Risk emerges from this mismatch.
On this route, a significant share of incidents evaluated under third-party insurance arises from late recognition of speed difference.
A recurring local scenario illustrates this:
At 18:15, the leading vehicle reduces speed. The following vehicle does not adjust in time.
Braking begins.
Distance is insufficient.
Rear-end contact occurs.
Damage transfers directly to the other vehicle.
Another defining condition is misjudged closing speed during encounters.
Vehicles approach each other.
Distance is shorter than perceived.
Contact occurs.
The characteristic of third-party damage on this corridor is this:
It is direct, sequential, and driven by speed difference.
This structure repeats.
The same open road, the same driving assumptions, and similar behaviour produce consistent outcomes. Vehicles re-enter identical conditions repeatedly.
Exposure becomes continuous.
Within this environment, small decision errors translate directly into third-party damage. Late braking, incorrect speed adjustment, or failure to anticipate changes creates immediate impact.
At 18:40, a driver reacts too late to slowing traffic.
Contact occurs.
Fault is assigned based on the movement that failed to adapt to speed difference.
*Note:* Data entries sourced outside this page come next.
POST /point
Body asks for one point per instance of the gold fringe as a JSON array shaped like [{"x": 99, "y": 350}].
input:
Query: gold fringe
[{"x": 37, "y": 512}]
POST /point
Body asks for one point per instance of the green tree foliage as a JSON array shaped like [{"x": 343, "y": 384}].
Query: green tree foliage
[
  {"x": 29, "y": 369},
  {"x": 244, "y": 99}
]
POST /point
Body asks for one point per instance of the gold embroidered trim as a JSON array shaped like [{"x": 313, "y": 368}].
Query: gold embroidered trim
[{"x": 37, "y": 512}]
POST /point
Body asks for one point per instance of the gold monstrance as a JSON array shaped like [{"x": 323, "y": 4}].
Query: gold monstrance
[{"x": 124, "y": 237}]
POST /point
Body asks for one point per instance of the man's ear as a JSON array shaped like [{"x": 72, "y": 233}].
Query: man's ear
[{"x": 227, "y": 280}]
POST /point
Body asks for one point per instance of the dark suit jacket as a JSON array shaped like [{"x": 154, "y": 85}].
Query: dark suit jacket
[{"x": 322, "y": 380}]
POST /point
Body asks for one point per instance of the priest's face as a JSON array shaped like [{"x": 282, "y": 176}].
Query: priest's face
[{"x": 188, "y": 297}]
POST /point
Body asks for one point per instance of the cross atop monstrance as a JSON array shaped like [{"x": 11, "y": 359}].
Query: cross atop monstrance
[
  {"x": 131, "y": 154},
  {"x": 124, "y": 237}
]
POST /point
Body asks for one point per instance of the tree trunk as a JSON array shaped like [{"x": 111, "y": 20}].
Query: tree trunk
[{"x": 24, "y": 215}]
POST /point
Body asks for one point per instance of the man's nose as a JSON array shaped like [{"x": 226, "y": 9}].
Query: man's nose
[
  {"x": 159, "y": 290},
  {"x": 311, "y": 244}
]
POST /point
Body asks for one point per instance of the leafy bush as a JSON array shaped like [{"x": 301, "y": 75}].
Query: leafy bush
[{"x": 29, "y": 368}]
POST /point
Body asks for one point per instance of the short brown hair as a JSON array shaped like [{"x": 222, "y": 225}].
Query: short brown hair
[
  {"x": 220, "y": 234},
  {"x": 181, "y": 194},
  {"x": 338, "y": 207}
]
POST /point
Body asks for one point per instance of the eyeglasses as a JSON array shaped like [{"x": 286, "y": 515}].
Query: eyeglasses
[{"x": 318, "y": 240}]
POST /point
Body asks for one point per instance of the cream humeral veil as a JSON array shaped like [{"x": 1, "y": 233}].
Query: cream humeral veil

Under third-party insurance, the process proceeds through compensation of the other party’s loss based on this fault distribution. Outcomes are not always complete. In some cases, part of the damage is covered while a remaining portion stays with the vehicle owner.
The policy’s effective start time remains critical. The alignment between the moment of impact and the policy’s start time defines how the claim proceeds.